Winning The Other War For America!

kenneth

President Obama often refers to himself as a “war-time president” when talking about the sad, ugly war in Afghanistan and his efforts to end it successfully. That’s fine, but what about our other much bigger war? That’s the “non-shooting” trade war for domination of America’s market – the world’s biggest and richest. We’re losing that conflict badly, and have been for many years, yet its destructive impact on our economy, jobs, and our ruinous trade deficit is never even mentioned by the president. Instead, he chooses to speak out on more personal issues like gay marriage that don’t require his own involvement while he’s so busy seeking reelection. This telling choice of priorities may hurt him with many voters!

What are the facts?

First, ever since the dawn of globalization in the mid-1970s we’ve had wide-open “free trade” policies here at the urging of Wall Street, our biggest banks, and our multinational companies. We abandoned our former practice of keeping a small annual trade surplus with the rest of the world. “Don’t worry,” economists said “we’ll float the dollar, and the adjustment process will vary the dollar’s value to keep us competitive!” Not so, it turned out, especially when China pegged its currency to always keep the dollar’s value high for them and other exporters. Still, our wealthy 1 percent investor class has done very well, while the 99 percent working class of Americans have been hurt badly by job losses and diminished savings.

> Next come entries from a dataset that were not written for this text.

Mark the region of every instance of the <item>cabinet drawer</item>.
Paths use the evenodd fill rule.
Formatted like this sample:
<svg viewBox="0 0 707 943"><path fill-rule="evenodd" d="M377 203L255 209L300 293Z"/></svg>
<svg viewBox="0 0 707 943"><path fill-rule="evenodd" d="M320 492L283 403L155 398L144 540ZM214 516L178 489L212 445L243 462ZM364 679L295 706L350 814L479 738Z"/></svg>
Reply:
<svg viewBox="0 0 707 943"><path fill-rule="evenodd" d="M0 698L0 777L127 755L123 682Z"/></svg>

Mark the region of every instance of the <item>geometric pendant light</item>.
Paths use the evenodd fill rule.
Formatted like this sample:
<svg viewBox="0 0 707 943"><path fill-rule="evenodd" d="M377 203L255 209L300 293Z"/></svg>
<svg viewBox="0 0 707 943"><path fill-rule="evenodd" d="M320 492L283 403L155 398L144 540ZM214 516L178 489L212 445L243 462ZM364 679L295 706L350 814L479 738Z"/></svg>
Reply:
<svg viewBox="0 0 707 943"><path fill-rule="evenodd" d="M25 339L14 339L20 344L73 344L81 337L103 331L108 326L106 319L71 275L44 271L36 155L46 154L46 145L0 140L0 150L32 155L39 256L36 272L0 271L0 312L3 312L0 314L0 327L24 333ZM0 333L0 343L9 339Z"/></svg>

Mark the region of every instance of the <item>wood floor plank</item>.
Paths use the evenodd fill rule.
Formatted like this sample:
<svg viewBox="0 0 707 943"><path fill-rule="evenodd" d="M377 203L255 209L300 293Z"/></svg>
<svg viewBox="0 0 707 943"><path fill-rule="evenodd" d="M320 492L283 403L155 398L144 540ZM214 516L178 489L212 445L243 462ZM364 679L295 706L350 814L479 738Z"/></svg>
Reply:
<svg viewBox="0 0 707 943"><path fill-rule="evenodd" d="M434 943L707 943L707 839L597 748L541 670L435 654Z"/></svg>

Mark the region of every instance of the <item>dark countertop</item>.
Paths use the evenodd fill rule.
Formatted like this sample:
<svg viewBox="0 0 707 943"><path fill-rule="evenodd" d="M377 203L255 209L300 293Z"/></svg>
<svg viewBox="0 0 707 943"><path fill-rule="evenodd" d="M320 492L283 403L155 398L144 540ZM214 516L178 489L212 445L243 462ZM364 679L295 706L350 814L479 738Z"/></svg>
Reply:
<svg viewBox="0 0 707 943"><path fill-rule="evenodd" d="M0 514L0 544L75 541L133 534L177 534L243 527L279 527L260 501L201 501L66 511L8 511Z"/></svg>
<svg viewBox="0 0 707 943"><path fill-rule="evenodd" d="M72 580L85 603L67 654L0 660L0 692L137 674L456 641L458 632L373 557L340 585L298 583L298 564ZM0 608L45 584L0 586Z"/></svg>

Next, the number of exporters aiming at the U.S. market has increased dramatically. PIERS, the trade data firm, reports that there are a half-million exporters around the world now serving our market. Why not, when it’s so big and is wide open with few trade restrictions? For 2011, our total imports were $2.3 trillion, far more than any other country including China. Our exports were only $1.5 trillion. Even taking oil imports of $300 billion off the import total, there’s $500 billion more goods we’re buying than selling abroad. The total of those trade deficits was $6+ trillion for the latest decade! Massive import flows are taking over our market and destroying our industries, with even our ability to supply our armed forces dangerously impacted.

What can we do to win this trade war?

As always, there are near-term and long-term ideas for rebuilding our competitiveness. For the long term, renegotiating failed free trade agreements like NAFTA will help. It’s hard to believe that Mr. Obama now has given his okay for negotiating “TPP,” the Trans Pacific Partnership free trade agreement, that may be worse than NAFTA. Killing
that program would be a good start toward winning the trade war. For the near term, the best way to cut the flow of imports requires bold, direct action by Mr. Obama. We only need to cut total annual imports by 25 percent, or $500 billion, to eliminate the current trade deficit. Presidential Executive Orders for brief one-month suspensions of all imports could begin the cuts and get the attention of our trading partners. We’d request their commitments for permanent reductions or impose our own import cuts or tariffs.

Wake up, America! First, we need to hear from our president that he knows we’re losing a big trade war badly and that it’s time for the traditional patriotic response by all Americans whenever we’re attacked. Also, for now, the 1 percent and the 99 percent must set aside their political ideology differences and join Mr. Obama in “winning the other war!”

Mr. Davis was a former U.S. Assistant Secretary of Commerce and also a former IBM Corp. VP and Chief Financial Officer.